# cannula changes - nightmare



## hkk1970 (Sep 26, 2013)

Hi everyone, Harrys cannula changes are becoming increasingly difficult and stressfull. He wont keep still , holds his legs up and covers his tummy area with his hands and then there is the screaming "i dont want this in anymore"

Ive had several punches in the face and often me and my husband get really stressed about it , this is all happening upstairs while my other poor 7 year old boy is downstairs all on his own.

We end up having to hold him down, which is horrendous but obviously the stronger he gets the worse it may become.

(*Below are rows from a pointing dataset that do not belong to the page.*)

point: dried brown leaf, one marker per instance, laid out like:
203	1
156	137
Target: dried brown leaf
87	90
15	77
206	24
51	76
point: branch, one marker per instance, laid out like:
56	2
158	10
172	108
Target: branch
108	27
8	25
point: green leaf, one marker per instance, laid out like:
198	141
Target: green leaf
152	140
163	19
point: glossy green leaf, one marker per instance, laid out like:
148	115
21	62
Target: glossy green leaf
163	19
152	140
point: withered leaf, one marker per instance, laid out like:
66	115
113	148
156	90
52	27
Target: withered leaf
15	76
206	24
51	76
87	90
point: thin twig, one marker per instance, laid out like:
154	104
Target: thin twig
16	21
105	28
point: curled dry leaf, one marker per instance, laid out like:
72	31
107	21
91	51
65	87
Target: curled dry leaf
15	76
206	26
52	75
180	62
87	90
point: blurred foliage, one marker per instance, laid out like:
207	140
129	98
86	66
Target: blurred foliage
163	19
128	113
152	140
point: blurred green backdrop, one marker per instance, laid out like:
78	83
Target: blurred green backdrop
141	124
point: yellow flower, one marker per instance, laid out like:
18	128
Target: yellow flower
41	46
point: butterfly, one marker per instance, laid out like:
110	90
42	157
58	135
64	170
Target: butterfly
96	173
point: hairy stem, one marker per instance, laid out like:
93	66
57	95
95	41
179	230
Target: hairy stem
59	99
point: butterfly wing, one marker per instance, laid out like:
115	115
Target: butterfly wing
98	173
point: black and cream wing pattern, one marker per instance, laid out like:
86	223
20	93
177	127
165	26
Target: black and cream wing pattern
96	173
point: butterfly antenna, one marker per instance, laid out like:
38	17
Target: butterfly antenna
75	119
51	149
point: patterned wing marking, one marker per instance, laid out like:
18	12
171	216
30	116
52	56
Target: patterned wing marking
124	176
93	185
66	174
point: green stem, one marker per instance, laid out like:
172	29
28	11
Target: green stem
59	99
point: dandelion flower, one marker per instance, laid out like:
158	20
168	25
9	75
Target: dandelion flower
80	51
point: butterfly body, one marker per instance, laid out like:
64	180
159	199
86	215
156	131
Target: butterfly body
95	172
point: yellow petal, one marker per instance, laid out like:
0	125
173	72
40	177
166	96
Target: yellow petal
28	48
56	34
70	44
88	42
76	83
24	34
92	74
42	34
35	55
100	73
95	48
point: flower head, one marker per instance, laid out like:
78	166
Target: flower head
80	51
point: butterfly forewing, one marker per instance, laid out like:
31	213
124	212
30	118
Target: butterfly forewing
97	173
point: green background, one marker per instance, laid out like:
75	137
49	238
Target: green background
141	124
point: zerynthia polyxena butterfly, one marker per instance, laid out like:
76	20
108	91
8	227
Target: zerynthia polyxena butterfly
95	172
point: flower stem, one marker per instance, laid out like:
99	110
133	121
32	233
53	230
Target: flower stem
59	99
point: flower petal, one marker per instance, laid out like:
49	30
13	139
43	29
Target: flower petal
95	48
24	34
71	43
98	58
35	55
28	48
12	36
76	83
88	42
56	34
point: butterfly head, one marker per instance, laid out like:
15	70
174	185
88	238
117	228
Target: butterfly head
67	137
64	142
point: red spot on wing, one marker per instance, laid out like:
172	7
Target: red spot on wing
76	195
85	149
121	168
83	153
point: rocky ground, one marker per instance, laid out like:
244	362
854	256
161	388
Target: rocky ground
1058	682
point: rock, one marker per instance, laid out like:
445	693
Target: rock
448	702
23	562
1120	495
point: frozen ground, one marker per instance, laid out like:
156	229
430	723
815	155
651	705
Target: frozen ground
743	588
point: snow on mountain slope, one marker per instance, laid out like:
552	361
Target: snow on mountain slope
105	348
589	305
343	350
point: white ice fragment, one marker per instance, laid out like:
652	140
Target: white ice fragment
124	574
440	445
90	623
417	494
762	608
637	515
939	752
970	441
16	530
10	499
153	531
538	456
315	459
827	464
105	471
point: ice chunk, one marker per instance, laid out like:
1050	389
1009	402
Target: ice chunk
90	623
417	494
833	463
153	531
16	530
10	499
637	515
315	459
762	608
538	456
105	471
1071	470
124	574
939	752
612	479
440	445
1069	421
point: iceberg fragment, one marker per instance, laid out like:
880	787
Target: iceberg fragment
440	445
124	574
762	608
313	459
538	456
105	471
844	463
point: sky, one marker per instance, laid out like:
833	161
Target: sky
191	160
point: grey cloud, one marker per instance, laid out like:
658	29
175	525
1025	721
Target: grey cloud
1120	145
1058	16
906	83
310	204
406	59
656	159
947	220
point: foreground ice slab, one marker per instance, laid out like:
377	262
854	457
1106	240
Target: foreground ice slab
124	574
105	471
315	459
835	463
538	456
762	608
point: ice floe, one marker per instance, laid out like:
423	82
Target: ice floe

Im not sure whether its the pain of the needle going in or he is just adamant he doesnt want it in.

Is there a freezing solution/gel that can be put on before we insert, though we do already use safe skin because he gets itchy skin without that sprayed on.

thanks again

Helen
x


----------



## Hanmillmum (Sep 26, 2013)

Hi, we use emla cream on tummy as daughter finds it is painful there. No problems on her bot. TBH also with tum to begin with we had to bribe her with treats alongside emla cream if she didn't make a fuss. Could you show him some kids on you tube getting theirs inserted very bravely my daughter loves to watch others doing this.


----------



## Redkite (Sep 26, 2013)

Yes, I'd recommend emla cream too (you can get it on prescription).  You need to put it on his site 30-60 minutes before you want to do the cannula insertion, and cover it with a tegaderm dressing, then remove and wipe away before doing the insertion.


----------



## HOBIE (Sep 26, 2013)

I find if i hit the same spot it makes you jump. Same if on mdi.  I allways have just come out of bath/shower then do change. Skin is more refreshed & softer. Must be special washing up liquid     I know you are doing your best good luck !


----------



## everydayupsanddowns (Sep 27, 2013)

Heartbreaking reading this thread. I can't imagine what that must be like for a parent.

Apologies I have *NO* idea if this would be the case for a small person but...

Have you considered manual insertion? Some of the 'shock' of a spring-loaded kerplunker might be reduced by an actual person putting the set in (more gently)? You could practice on yourself first with a spare set so that you get a feel for how swiftly you need to push them in.

I've not done it very often, but many people swear by manual insertion and they seemed to create only half the 'sensation' of spring loaded ones when I have done them. With metal sets (sure-T on Medtronic) it was entirely pain-free. Though you do need to change metal sets at 2 days, of course.


----------



## bev (Sep 27, 2013)

Hi Helen,

Like others have said try emla cream.I would also think about moving the site to his bottom as more flesh and he wont be able to see what your doing. Also distraction techniques work well - perhaps let him play a game on an ipad or similar as a treat (something he wouldnt normally be allowed to do) or have a little treat. Sorry if you have already tried all this!Bev


----------



## Redkite (Sep 27, 2013)

I may have mentioned this before, but when my son was newly diagnosed aged 4 and on injections (he HATED them), we bought him a large piggy bank, and every time he had to have a lancet pricking his finger or an injection, he would get a "prickle penny" to put in the piggy bank.  When it was filled up there would be a trip to the toy shop.  Bribery is sometimes helpful, and it's nice for him to see something good coming out of having diabetes


----------



## Pumper_Sue (Sep 27, 2013)

hkk1970 said:


> Hi everyone, Harrys cannula changes are becoming increasingly difficult and stressfull. He wont keep still , holds his legs up and covers his tummy area with his hands and then there is the screaming "i dont want this in anymore"
> 
> Ive had several punches in the face and often me and my husband get really stressed about it , this is all happening upstairs while my other poor 7 year old boy is downstairs all on his own.
> 
> ...



As Mike says try manual insertion. From a personal point of view I find the insertion devices cause more pain imaginary and true than manual insertion.
If your son is totally resistant this method then it's back to MDI for him as no point what so ever in making him so upset as he is.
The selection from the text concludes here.